2.4 To remove the doubts expressed, an exempting provision s.97 FA 1981 was enacted. This is now s.16 IHTA 1984, which provides that for IHT purposes the grant of a tenancy of agricultural property in the UK "for use for agricultural purposes is not a transfer of value by the grantor if he makes it for full consideration in money or money's worth".
3.1 The expression 'full consideration in money or money's worth' is not statutorily defined. Nevertheless, it is not an expression specially minted for s.16 and has a long history and broad application dating back to s.3(1) FA 1894.
3.2 In Hanson's Death Duties the expression was considered:
"Consideration and value are not synonymous. While a sale at less than full value may raise a doubt as to the nature of the transaction, especially if it is between relatives it seems clear from the decisions on the section (s.3(1) FA 1894) that, even though the transaction is in form a family arrangement, if it is in the nature of a business deal whereby the vendor gets what he genuinely considers to be a fair equivalent of what he gives up, then he is regarded as having received full consideration, whether or not the mutual exchanges balance".
3.3 The broad approach which the Courts have adopted in deciding whether or not there has been full consideration in money or money's worth was indicated by Hamilton J in A G v Boden (1912) 1KB 539 at 561:
"The question whether full consideration was given or not may no doubt be solved by putting a value on the property which passed on one side, and weighing against it the value of the obligations assumed on the other; but that is not the only method of solving the question. Another method is by looking at the nature of the transaction and considering whether what is given is a fair equivalent of what is received".
3.4 This approach was given further judicial authority by Lord Sterndale MR in A G v Earl of Sandwich (1922) 2KB 200:
"the way to answer this question (whether there was full consideration) is not necessarily to estimate the value of the thing granted and the consideration and ascertain whether they exactly agree, but to look at the nature of the transaction and to consider whether what is given is a fair equivalent of what is received".
3.5 Perhaps, the neatest comment is that in the Bateman case (1925) 2KB 429, where according to the judge it meant that the full fair price has been paid and that nothing is left over for gift or natural love and affection or any other consideration.
3.6 It is recognised that whilst there would usually be a written tenancy agreement, some of the terms on which the tenancy was granted might not be contained in that agreement, and might have been agreed orally. Further, where all the terms on which the tenancy was granted were in writing, some of those terms might be in instruments other than the tenancy agreement. For example, an owner-occupying farmer may take others into partnership, and grant a tenancy to the partners.
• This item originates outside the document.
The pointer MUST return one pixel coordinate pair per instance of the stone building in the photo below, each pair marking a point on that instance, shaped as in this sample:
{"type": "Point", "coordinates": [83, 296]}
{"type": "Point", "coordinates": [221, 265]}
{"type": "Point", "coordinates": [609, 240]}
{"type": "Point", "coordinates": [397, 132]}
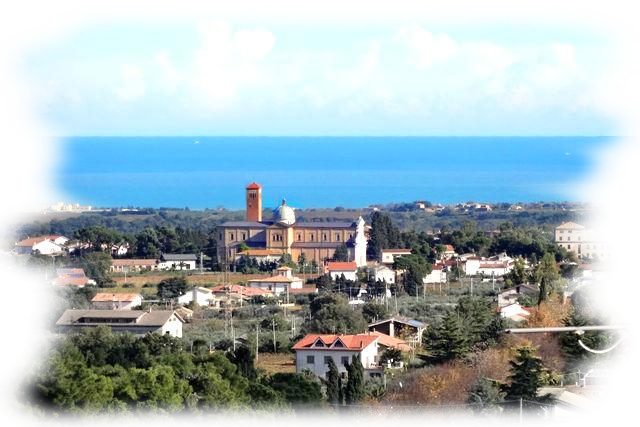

The terms of the tenancy granted might be affected by the terms of the partnership agreement.
3.7 CTO will take into account all the circumstances surrounding the grant of the tenancy agreement. Any oral terms upon which the parties agreed at the time the tenancy was granted will be included, as will the terms contained in any other instrument which came into being as a larger transaction of which the grant of the tenancy was part. All these circumstances, however, must be shown to relate to the grant of the tenancy and to have a monetary value that contributes to the total 'full consideration' claimed.
3.8 The DV will be required on first reference to consider the full open market rent having regard only to conditions and obligations contained in the written tenancy agreement. It will not be necessary at this stage to consider the merits of those terms which are not contained in the agreement. If the tenancy was made orally, the opinion will have regard to those terms known to CTO and either evidenced in writing or subject to acts of part performance. The DV may be called upon to give advice to CTO on circumstances over and above full open market rent in referred back cases, but each such case will be treated on an "ad hoc" basis and will be returned to the DV via CEO with suitable guidance being provided.
4.1 In considering whether the grant was for full consideration in money or money's worth, CTO will need to look firstly at the rent passing under the tenancy and consequently will call on the DV for advice.
4.2 S.16 refers to the grant of a tenancy; that is, the creation of a new tenancy. The test as to what is the appropriate rent under such a grant is whether it is the full open market rent, namely the rent which would be expected to be achieved in the open market on the grant by a willing landlord to a willing unconnected tenant of a new tenancy of the subject land, having regard to all the other terms on which the tenancy is actually granted, including provisions for rent review and repairing obligations.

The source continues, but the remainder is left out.